Market activity remained muted – it seems many investors chose to step aside during these uncertain times. Although the sell-off was relatively moderate, it affected nearly all sectors of the economy, except for energy stocks, which ended the day with an average gain of 0.92% due to another spike in oil prices. The worst performance came from healthcare and pharmaceutical stocks, which saw average losses of over 1.5% (-1.64%).

The ITS index family was also affected by the sell-off on the U.S. market. The ITS World Index (ITSW), which tracks global companies, fell by 0.91%. The ITS Shariah Index (ITSS), which tracks Shariah-compliant securities, lost even more – down 1.18%.

Top performers in both indexes were oil giants Chevron (CVX) and Exxon Mobil (XOM), which gained 1.93% and 1.35% respectively. Meanwhile, healthcare stocks dragged the indexes down, particularly shares of pharmaceutical heavyweight Eli Lilly & Co (LLY), which came under heavy pressure following news of its planned $3.1 billion acquisition of Verve Therapeutics (VERV). Unsurprisingly, the scale of the deal unsettled many investors, and LLY ended the day down 2.02%.

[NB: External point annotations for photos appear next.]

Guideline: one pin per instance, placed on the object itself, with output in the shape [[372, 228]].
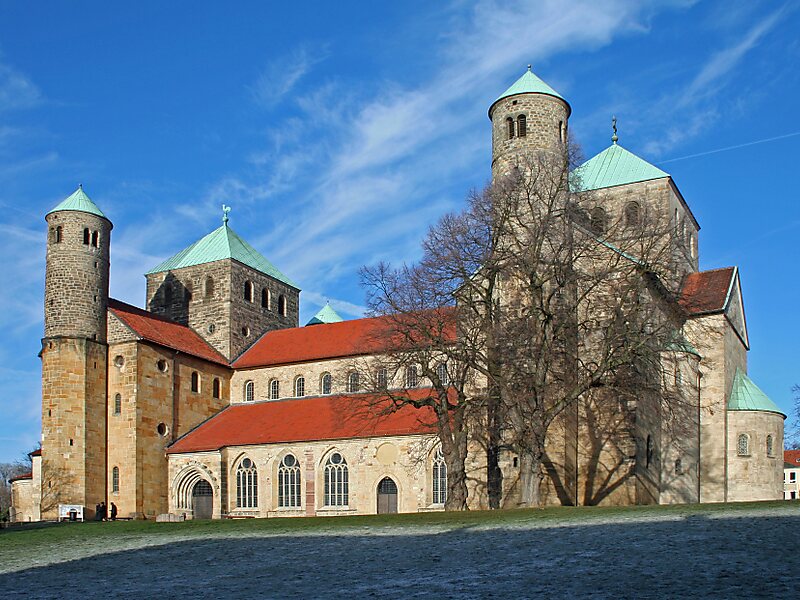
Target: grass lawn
[[717, 550]]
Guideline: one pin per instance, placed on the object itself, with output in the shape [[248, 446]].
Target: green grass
[[35, 537]]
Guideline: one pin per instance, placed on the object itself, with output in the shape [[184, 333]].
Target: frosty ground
[[746, 550]]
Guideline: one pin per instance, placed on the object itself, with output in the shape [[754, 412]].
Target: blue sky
[[338, 131]]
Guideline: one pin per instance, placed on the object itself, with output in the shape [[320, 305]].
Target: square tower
[[225, 290]]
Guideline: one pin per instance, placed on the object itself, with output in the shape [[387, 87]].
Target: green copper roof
[[528, 84], [79, 201], [325, 315], [614, 166], [221, 244], [745, 395]]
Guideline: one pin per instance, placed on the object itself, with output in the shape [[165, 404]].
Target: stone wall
[[546, 120], [405, 459], [76, 276], [218, 311], [758, 475], [73, 423]]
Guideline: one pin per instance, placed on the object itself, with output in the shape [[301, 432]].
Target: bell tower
[[75, 355], [528, 118]]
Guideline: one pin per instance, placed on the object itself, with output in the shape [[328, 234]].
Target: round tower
[[77, 265], [528, 118]]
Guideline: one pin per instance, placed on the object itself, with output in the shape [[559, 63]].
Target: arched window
[[353, 382], [632, 214], [246, 485], [289, 482], [167, 291], [743, 445], [326, 383], [439, 477], [442, 374], [598, 220], [412, 379], [337, 492], [382, 379]]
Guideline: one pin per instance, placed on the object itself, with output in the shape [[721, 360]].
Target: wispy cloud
[[281, 75], [16, 90], [690, 109]]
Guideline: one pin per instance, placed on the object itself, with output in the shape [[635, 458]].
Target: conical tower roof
[[325, 315], [614, 166], [529, 83], [222, 243], [746, 395], [80, 202]]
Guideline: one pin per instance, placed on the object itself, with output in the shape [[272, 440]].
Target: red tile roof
[[306, 419], [21, 477], [332, 340], [164, 332], [705, 292], [792, 457]]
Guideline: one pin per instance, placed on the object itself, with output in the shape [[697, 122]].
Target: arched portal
[[387, 496], [202, 500]]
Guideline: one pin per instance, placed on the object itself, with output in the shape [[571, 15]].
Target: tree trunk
[[530, 478]]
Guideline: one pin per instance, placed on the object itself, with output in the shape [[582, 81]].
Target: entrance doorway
[[202, 500], [387, 496]]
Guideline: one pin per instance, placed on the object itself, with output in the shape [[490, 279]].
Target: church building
[[213, 401]]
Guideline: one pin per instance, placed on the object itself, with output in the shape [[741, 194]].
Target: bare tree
[[556, 311]]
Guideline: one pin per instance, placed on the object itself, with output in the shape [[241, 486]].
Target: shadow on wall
[[697, 557]]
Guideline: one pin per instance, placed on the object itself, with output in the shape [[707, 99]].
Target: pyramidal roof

In summary, the market remains in a highly tense state. On the surface, things may appear calm – but that is just an illusion. Even the VIX fear index suggests otherwise, closing above the 20-point mark (21.3) for the first time since 23 May. In the current climate, one thing is clear: caution is essential.

 

Index / Ticker

Value

Change (%)

DJIA (DJI)

42 215.8

-0.70

S&P500 (SPX)

5 982.72

-0.84

NASDAQ Comp. (IXIC)

19 521.1

-0.91

ITS WORLD (ITSW)

1 310.26

-0.91

ITS Shariah (ITSS)

1 249.93

-1.18

 

Market outlook for 18 June 2025

The market is frozen in anticipation of major developments. Chief among investors’ concerns is the ongoing situation in the Middle East, which continues to cause anxiety. Adding to this today is the awaited decision by the U.S. Federal Reserve on interest rates, following the latest FOMC meeting. While the rate outcome is largely clear – with CME’s FedWatch futures pricing in nearly a 100% chance of no change – the Middle East has kept markets on edge for six days straight, and there is little sign of clarity or calm in the near future.

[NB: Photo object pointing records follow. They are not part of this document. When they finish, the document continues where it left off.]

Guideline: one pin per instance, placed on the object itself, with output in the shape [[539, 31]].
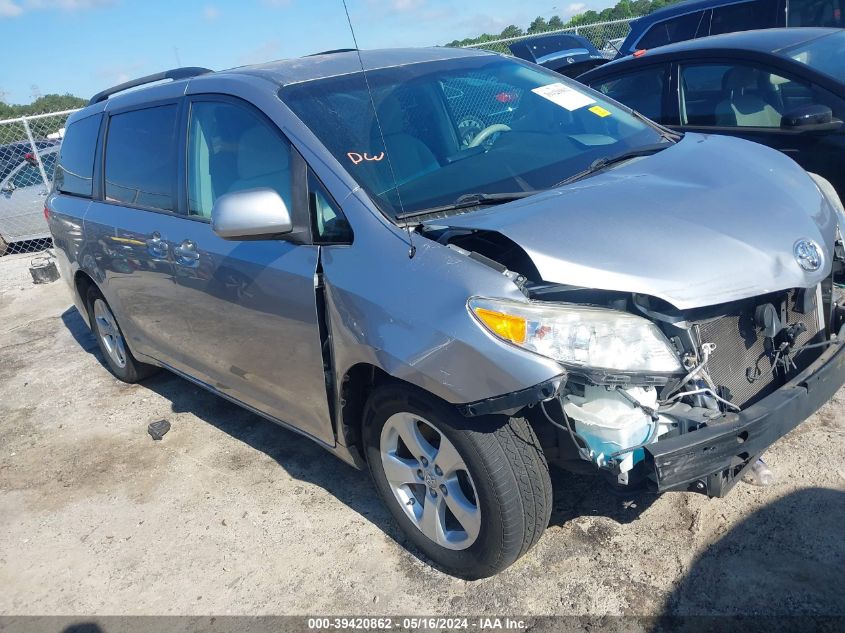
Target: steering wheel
[[487, 132]]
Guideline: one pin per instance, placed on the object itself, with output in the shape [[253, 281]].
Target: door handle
[[156, 246], [186, 254]]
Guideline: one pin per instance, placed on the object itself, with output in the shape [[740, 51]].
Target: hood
[[709, 220]]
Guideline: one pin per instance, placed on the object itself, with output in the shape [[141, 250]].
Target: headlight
[[580, 336]]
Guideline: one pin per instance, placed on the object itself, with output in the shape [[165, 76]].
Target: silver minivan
[[454, 269]]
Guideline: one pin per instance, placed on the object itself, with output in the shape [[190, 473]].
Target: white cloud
[[406, 5], [575, 7], [268, 51], [9, 9]]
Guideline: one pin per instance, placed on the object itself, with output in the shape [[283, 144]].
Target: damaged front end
[[673, 399]]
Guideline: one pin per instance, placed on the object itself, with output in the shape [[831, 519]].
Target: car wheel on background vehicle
[[473, 494], [119, 359]]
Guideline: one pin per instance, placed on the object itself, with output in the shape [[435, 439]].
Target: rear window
[[816, 13], [683, 27], [75, 171], [140, 164], [745, 16]]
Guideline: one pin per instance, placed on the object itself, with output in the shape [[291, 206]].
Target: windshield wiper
[[601, 164], [665, 132], [469, 200]]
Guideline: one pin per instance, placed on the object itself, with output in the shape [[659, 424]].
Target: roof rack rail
[[174, 74]]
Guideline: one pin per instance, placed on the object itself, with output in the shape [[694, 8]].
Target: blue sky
[[82, 46]]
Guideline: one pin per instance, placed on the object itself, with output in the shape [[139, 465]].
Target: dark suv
[[700, 18]]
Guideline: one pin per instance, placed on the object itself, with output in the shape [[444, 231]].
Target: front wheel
[[119, 359], [473, 494]]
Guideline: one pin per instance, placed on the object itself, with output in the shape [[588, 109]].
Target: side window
[[641, 90], [140, 162], [683, 27], [745, 16], [816, 13], [231, 148], [330, 225], [728, 95], [75, 171], [30, 175]]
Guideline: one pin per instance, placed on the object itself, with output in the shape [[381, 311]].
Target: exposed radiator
[[742, 352]]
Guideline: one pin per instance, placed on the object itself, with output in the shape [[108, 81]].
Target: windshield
[[472, 125], [825, 54]]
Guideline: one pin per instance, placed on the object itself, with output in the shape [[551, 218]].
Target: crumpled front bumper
[[712, 459]]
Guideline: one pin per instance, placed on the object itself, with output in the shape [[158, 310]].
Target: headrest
[[391, 116]]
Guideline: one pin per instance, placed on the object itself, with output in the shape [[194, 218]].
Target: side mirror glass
[[250, 214], [817, 118]]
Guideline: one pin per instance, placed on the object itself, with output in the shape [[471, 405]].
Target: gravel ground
[[230, 514]]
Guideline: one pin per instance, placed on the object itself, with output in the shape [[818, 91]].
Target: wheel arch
[[82, 282]]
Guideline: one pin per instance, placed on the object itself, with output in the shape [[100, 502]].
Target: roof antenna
[[412, 250]]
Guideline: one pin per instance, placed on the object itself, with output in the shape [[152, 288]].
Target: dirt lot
[[231, 514]]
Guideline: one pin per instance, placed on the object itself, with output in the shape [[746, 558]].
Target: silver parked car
[[318, 240], [22, 195]]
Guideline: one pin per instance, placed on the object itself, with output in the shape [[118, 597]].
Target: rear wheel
[[473, 494], [119, 359]]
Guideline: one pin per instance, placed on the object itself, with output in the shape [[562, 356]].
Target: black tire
[[507, 466], [132, 370]]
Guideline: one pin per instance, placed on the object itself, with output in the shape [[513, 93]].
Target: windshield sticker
[[564, 96], [357, 158]]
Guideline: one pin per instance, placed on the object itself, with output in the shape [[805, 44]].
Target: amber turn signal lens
[[510, 328]]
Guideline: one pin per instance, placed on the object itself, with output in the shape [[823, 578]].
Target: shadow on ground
[[786, 558], [575, 494]]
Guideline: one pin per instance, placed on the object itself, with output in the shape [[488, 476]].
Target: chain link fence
[[29, 147], [606, 36]]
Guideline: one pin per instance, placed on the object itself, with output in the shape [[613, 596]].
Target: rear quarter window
[[140, 158], [75, 169]]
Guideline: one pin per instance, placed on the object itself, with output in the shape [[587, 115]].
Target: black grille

As a result, investors in both Europe and the U.S. are hesitant to take firm positions and prefer to keep activity to a minimum. Unsurprisingly, leading indexes are fluctuating around the flatline – slightly above or below, depending on the market. At least until 23:00 Astana time, when the Fed announces its decision, no significant market moves are expected. Unless, of course, something flares up again in the Middle East. For now, investors can only watch the situation unfold with caution.

Asia shows a slightly more upbeat picture – although it remains far from straightforward. The most optimism today is in Japan, where the Nikkei 225 has climbed back to mid-February levels, the very point from which the recent global market correction began. The rally was sparked by the Bank of Japan’s decision to keep interest rates unchanged at 0.5%.

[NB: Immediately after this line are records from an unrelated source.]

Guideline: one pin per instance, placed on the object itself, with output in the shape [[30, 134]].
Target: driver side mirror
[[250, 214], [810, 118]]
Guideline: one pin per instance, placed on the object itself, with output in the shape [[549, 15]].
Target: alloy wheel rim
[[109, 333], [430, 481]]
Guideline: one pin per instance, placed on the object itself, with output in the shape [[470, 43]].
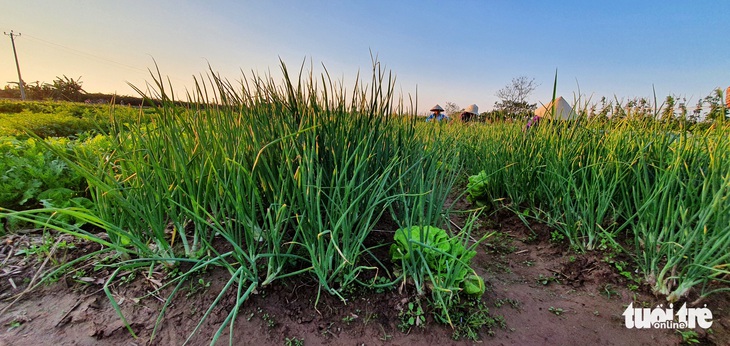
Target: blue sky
[[447, 51]]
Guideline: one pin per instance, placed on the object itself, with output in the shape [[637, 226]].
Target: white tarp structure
[[563, 110]]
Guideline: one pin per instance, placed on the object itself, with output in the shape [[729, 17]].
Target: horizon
[[618, 50]]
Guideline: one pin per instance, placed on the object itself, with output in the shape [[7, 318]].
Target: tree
[[67, 89], [451, 108], [514, 97]]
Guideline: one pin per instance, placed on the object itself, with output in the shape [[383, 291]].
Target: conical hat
[[436, 108]]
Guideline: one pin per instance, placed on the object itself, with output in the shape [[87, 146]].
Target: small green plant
[[546, 280], [514, 303], [689, 337], [294, 341], [556, 311], [411, 315], [500, 243], [557, 237], [348, 319], [478, 189], [385, 336], [445, 256], [609, 291], [471, 316]]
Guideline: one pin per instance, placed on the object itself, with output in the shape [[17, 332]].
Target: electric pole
[[20, 79]]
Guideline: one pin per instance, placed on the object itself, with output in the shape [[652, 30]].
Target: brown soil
[[545, 294]]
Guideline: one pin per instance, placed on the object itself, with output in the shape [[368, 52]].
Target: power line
[[82, 53], [20, 79]]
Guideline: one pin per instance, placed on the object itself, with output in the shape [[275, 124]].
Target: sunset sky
[[449, 51]]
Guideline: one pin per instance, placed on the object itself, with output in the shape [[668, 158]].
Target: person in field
[[437, 113], [471, 113], [532, 122]]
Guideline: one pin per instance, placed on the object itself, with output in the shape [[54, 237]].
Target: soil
[[543, 293]]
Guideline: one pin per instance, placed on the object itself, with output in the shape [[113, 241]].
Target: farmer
[[534, 121], [470, 113], [437, 114]]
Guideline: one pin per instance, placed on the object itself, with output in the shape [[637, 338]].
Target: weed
[[472, 316], [546, 280], [514, 303], [609, 291], [294, 341], [556, 237], [349, 319], [556, 311], [688, 336], [385, 336], [411, 316]]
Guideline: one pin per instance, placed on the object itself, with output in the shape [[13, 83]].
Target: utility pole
[[20, 79]]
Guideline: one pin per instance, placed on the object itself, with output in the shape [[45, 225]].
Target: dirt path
[[545, 295]]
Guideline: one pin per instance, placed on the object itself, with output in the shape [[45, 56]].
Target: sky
[[439, 51]]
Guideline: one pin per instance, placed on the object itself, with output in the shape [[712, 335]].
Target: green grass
[[272, 179]]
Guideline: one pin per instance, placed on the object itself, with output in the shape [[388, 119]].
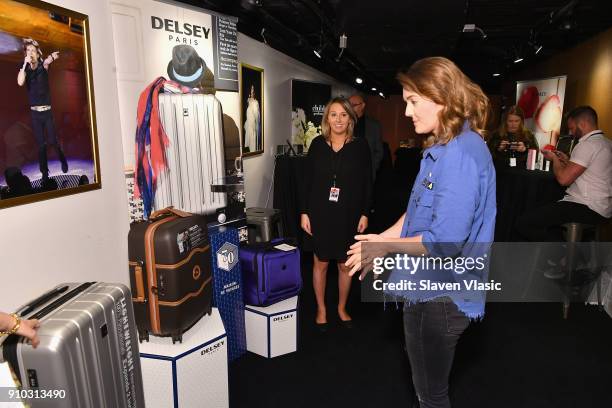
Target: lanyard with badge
[[334, 192]]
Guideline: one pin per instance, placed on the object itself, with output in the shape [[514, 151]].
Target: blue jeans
[[432, 330]]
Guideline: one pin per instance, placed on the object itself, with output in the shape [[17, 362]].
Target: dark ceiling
[[385, 35]]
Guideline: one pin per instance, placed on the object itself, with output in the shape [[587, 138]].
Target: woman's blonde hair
[[441, 81], [515, 110], [346, 105]]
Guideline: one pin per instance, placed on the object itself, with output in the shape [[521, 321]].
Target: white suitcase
[[195, 157], [88, 353]]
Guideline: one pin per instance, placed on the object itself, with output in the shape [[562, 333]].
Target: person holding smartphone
[[509, 145]]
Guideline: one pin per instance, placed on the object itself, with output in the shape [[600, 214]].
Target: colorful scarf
[[151, 142]]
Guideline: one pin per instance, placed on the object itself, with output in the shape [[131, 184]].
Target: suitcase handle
[[167, 211], [29, 308], [138, 278]]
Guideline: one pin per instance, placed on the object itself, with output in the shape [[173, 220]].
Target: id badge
[[334, 194]]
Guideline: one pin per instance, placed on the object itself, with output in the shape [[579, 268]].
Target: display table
[[272, 331], [518, 191], [190, 374]]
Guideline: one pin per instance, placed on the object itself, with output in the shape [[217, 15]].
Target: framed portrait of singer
[[251, 110], [48, 139]]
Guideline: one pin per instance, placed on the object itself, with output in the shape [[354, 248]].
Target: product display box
[[227, 282], [189, 374], [272, 331]]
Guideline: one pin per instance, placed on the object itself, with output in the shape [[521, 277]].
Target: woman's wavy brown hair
[[346, 105], [441, 81]]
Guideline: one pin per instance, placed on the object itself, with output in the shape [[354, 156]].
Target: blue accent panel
[[283, 312], [167, 358], [201, 346], [174, 384], [156, 357], [256, 312], [227, 288]]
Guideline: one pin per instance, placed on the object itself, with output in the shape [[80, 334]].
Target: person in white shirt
[[588, 175]]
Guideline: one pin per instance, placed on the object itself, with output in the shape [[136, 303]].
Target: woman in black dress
[[336, 200]]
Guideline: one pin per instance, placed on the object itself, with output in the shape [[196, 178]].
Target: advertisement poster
[[542, 102], [177, 79], [308, 100], [192, 47]]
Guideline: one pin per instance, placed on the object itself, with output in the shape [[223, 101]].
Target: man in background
[[370, 129], [588, 175]]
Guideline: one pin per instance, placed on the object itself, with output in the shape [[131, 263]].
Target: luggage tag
[[334, 194]]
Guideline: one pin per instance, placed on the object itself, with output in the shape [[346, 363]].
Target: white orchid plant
[[303, 132]]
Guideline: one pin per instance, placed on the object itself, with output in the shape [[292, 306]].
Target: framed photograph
[[251, 109], [48, 140]]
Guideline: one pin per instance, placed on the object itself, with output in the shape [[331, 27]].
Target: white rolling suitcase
[[195, 157], [88, 353]]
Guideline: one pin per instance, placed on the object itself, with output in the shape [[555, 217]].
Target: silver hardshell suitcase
[[194, 125], [88, 353]]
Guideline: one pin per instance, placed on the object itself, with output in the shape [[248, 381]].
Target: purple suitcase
[[269, 275]]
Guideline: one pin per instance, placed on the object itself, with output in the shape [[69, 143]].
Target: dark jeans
[[544, 224], [432, 330], [42, 121]]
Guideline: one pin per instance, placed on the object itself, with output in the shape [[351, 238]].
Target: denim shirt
[[453, 207]]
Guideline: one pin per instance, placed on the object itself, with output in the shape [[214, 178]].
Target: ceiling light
[[470, 28]]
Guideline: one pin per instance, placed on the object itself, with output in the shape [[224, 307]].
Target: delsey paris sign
[[180, 32]]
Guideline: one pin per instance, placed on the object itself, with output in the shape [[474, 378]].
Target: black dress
[[334, 224]]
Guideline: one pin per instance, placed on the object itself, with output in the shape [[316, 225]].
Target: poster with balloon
[[542, 102]]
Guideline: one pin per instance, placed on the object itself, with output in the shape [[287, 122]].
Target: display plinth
[[272, 331], [227, 282], [190, 374]]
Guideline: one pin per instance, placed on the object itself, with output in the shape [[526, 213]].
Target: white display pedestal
[[272, 330], [188, 374]]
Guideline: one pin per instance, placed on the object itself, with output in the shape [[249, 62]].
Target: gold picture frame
[[251, 110], [48, 132]]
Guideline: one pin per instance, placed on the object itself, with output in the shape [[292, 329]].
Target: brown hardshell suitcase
[[170, 273]]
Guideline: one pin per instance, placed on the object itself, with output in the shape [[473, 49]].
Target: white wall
[[80, 237], [279, 69]]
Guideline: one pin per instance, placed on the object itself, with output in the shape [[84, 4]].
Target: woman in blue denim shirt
[[450, 214]]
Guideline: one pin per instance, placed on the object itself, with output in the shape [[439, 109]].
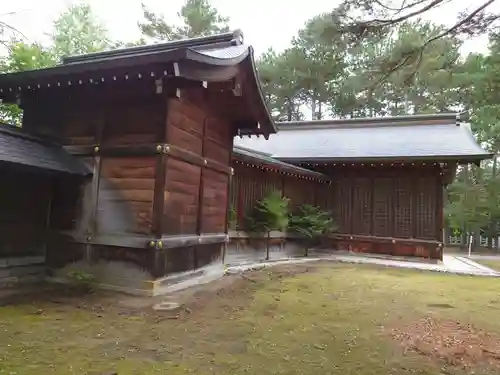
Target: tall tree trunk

In contrast, China and Hong Kong are heading in the opposite direction. Last week, the Hang Seng index hit a local high, but was soon overtaken by a wave of selling, dropping more than 3% in the days that followed. The decline continued today, with the index down another 1.12%.

In the U.S., markets are making a modest attempt to rise in early trading. The effort is, to put it mildly, not particularly strong – but futures on major American indexes are nevertheless up a few tenths of a percent. One additional factor worth keeping in mind: tomorrow is a public holiday in the U.S., as the country celebrates Juneteenth.

And Americans, as we know, have a habit of entering holidays in a good mood. So there is hope that market participants will at least try to keep prices from falling too far – and perhaps even give them a gentle lift. Still, no one should expect a meaningful rally: there is no clear narrative or driving force for further growth at the moment. The main task now is simply to hold the line. Nothing more.